Boeing delivered 85 airplanes in quarter three — but none of them were 787 Dreamliners and the airplane manufacturer hasn’t released a timeline for when they will resume.
Deliveries for the 787 Dreamliner program have been halted since May when the Federal Aviation Administration requested to look into further production quality issues regarding tiny gaps found between the sections of the fuselage, about the width of a human hair.
The gaps were not a safety of flight issue for the in-service fleet, Boeing said, but the company has been working since to address the problem.
“We are also continuing to complete comprehensive inspections across the 787 production system and within the supply chain, while holding detailed, transparent discussions with the FAA, suppliers and our customers,” the company said in a news release.
Production resources are focused on safety inspections and reworking of the jets on site, but President and CEO David Calhoun said on a recent earnings call that it’s not the Federal Aviation Administration cracking down on Boeing, but the company being tough on itself.

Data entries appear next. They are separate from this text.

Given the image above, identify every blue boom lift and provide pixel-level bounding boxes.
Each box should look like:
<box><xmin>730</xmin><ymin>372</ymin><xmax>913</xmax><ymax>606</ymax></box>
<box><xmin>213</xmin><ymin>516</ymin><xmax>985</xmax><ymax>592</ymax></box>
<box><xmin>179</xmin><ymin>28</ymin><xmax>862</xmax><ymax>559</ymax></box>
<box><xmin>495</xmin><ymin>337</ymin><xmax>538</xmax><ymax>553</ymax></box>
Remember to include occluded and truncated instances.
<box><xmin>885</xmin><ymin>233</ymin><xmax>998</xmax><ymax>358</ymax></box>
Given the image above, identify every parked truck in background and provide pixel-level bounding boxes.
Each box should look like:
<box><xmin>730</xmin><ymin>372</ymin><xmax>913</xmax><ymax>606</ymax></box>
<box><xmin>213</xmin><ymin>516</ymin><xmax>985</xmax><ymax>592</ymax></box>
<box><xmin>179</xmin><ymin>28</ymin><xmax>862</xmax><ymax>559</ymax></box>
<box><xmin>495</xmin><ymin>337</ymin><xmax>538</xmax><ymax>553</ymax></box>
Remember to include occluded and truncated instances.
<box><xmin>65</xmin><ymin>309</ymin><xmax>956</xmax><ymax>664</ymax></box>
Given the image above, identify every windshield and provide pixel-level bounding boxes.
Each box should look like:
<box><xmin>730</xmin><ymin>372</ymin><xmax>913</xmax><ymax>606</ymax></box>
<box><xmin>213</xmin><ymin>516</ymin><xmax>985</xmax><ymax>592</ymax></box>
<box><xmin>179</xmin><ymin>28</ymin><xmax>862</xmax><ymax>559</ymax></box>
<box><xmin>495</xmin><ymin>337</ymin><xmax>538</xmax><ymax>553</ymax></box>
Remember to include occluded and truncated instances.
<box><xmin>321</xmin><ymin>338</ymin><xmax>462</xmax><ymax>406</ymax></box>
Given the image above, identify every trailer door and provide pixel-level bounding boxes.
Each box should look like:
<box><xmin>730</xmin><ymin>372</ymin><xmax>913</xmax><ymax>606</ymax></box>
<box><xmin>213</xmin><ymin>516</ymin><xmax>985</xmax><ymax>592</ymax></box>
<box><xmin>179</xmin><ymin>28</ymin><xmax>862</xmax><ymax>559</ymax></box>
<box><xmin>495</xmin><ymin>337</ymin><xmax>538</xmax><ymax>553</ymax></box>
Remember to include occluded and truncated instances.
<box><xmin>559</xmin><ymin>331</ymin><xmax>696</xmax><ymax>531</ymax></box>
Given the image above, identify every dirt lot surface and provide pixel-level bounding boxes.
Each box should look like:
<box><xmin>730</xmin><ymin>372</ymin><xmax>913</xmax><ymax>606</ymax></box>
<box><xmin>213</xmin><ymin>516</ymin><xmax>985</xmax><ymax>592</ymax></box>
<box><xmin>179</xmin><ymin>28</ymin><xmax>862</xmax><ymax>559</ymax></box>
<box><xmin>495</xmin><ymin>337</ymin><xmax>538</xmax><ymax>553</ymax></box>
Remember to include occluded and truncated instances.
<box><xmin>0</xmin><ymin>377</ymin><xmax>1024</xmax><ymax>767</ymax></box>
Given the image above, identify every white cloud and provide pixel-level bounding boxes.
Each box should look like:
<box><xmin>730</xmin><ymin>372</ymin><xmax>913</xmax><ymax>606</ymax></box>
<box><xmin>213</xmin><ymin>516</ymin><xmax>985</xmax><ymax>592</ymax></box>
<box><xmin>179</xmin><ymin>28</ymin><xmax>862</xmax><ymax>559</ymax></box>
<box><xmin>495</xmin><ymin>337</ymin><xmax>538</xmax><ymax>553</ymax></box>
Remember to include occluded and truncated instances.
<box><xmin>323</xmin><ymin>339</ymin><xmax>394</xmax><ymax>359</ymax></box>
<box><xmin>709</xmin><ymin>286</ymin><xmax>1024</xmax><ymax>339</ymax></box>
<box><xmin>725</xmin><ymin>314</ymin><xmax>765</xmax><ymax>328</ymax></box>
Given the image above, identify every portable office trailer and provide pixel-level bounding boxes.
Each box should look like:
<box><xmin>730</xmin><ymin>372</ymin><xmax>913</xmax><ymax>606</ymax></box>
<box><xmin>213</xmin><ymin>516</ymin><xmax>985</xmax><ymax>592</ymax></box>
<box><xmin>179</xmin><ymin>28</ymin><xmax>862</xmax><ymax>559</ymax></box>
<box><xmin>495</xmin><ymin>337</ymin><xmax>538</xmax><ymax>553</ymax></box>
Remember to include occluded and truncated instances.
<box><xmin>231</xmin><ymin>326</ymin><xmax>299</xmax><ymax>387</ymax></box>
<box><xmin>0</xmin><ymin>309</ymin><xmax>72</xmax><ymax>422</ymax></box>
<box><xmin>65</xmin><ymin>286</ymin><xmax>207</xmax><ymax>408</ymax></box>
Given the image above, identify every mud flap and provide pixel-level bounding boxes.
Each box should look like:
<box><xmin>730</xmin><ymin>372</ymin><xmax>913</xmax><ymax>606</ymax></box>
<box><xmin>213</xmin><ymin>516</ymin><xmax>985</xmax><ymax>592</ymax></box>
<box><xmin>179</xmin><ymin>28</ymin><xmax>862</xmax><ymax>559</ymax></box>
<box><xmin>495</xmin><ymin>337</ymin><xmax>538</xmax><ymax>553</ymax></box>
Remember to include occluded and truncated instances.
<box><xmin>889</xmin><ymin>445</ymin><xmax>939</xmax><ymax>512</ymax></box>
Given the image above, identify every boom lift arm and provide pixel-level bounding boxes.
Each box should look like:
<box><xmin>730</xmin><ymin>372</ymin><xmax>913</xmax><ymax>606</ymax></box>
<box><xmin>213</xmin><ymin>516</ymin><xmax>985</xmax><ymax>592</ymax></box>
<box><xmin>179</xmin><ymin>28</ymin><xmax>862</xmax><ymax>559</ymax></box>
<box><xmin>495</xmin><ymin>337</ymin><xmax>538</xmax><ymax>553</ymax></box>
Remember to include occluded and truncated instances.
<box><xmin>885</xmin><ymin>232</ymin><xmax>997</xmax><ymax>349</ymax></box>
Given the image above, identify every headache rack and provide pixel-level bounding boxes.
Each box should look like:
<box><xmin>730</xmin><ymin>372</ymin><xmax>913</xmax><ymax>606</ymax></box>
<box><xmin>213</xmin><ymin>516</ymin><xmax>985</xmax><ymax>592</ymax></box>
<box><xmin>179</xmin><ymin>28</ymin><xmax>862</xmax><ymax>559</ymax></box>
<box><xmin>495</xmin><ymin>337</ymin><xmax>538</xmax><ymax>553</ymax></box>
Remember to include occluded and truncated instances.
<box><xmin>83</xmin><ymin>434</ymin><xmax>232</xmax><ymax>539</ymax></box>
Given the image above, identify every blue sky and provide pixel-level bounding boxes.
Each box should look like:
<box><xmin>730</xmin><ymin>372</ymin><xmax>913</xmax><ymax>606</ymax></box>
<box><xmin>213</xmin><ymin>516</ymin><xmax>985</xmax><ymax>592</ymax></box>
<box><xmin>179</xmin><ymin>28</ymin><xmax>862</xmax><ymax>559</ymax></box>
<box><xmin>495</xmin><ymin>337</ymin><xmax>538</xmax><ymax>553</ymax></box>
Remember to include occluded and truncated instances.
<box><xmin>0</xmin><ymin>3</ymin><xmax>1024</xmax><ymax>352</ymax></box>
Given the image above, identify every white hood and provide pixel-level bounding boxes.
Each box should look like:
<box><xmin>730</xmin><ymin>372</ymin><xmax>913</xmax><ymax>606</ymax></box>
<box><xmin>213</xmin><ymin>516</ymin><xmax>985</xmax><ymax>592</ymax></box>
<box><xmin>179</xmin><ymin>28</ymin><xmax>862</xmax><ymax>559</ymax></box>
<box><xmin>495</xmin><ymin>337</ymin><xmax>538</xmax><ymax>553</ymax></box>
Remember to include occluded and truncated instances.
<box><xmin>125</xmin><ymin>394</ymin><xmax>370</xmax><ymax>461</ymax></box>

The findings were not a safety of flight issue for the in-service fleet, Boeing said, but the gaps did not meet the company’s engineering requirements. Boeing then went back to the drawing board to rework its on-site aircraft prior to delivery.

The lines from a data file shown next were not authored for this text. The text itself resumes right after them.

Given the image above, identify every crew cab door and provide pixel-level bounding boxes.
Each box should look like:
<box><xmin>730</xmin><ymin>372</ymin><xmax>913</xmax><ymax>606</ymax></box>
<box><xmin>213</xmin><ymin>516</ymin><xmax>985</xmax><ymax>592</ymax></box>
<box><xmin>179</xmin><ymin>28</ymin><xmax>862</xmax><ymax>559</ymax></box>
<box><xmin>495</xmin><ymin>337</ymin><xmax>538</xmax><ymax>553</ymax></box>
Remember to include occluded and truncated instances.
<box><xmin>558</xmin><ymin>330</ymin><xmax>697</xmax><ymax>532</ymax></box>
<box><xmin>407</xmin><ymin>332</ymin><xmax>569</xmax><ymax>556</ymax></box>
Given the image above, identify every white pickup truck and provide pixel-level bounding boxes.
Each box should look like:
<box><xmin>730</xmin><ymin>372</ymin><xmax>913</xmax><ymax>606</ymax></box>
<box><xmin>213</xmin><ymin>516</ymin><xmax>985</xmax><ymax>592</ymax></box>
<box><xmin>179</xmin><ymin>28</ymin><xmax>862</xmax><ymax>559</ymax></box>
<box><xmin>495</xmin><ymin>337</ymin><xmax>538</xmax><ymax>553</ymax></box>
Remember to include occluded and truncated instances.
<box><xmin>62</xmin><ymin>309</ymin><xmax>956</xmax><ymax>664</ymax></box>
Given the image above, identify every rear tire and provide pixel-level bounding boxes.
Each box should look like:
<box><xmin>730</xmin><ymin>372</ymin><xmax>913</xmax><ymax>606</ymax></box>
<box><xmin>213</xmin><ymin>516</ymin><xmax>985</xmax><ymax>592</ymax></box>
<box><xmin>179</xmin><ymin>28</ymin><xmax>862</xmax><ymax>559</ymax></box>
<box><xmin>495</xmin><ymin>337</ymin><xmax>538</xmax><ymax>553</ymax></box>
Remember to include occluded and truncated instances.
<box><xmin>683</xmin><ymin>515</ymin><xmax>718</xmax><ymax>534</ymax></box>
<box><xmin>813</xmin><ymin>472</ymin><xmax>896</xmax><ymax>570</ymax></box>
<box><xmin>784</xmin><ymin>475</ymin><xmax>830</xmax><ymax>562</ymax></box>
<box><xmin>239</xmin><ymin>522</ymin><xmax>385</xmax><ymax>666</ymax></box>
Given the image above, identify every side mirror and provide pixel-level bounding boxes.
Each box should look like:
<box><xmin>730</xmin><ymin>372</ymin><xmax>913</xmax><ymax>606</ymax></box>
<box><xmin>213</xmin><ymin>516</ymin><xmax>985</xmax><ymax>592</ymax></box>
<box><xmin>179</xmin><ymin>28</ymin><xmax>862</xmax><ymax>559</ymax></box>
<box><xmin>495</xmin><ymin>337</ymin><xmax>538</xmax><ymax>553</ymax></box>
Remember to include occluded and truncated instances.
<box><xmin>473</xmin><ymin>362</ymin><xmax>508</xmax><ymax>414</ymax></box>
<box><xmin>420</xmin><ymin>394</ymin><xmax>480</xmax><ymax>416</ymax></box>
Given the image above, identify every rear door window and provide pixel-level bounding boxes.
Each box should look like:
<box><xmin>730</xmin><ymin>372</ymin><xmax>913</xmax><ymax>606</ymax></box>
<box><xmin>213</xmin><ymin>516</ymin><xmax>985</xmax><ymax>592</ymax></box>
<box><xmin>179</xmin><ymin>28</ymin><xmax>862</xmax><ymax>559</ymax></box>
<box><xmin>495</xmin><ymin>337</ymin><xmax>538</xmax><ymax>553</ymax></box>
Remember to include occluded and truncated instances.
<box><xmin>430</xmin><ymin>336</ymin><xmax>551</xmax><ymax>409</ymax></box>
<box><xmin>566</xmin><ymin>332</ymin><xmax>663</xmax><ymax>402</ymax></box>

“We appreciate the FAA’s direction and feedback every step of the way and we adjust our approach when needed to address that feedback,” Boeing said in a statement. “While this work has a near-term impact to our operations, it's the right course of action and we will continue to take the time necessary to ensure we meet the highest standards.”
As the work is performed, 787 production is now projected at fewer than five per month, a significant reduction from the 10 Boeing planned when they consolidated Washington operations of the jet into North Charleston. But Calhoun said the rate will gradually return and is dependent on production stability and delivering airplanes from inventory.

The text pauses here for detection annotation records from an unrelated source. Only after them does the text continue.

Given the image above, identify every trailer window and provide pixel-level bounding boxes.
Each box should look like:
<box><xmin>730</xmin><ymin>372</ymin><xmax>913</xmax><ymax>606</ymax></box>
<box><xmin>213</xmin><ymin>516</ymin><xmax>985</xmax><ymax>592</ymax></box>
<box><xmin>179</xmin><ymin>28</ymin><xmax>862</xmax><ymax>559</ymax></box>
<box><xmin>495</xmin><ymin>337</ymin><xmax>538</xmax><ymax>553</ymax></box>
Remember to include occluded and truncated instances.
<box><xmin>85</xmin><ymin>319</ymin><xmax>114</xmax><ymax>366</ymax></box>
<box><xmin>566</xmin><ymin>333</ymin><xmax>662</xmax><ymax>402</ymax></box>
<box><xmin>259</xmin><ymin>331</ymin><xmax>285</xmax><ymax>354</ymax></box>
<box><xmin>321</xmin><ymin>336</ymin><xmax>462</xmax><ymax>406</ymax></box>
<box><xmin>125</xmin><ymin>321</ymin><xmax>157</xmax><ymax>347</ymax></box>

Calhoun shared on the earnings call that of the 100 Dreamliners in inventory, less than 50%, are expected to be delivered this year.
“While this has a near-term impact to our operations, I'm confident it's the right course of action, and we will continue to take the time necessary to ensure the highest levels of quality,” Calhoun said. “Although it's been a long journey, we believe we're closer to the end than the beginning.”
Rounding out the rest of quarter three deliveries, Boeing increased 737 MAX deliveries in the third quarter with 66 total and 179 year-to-date. Other deliveries included two 747s, six 777 and 11 777s.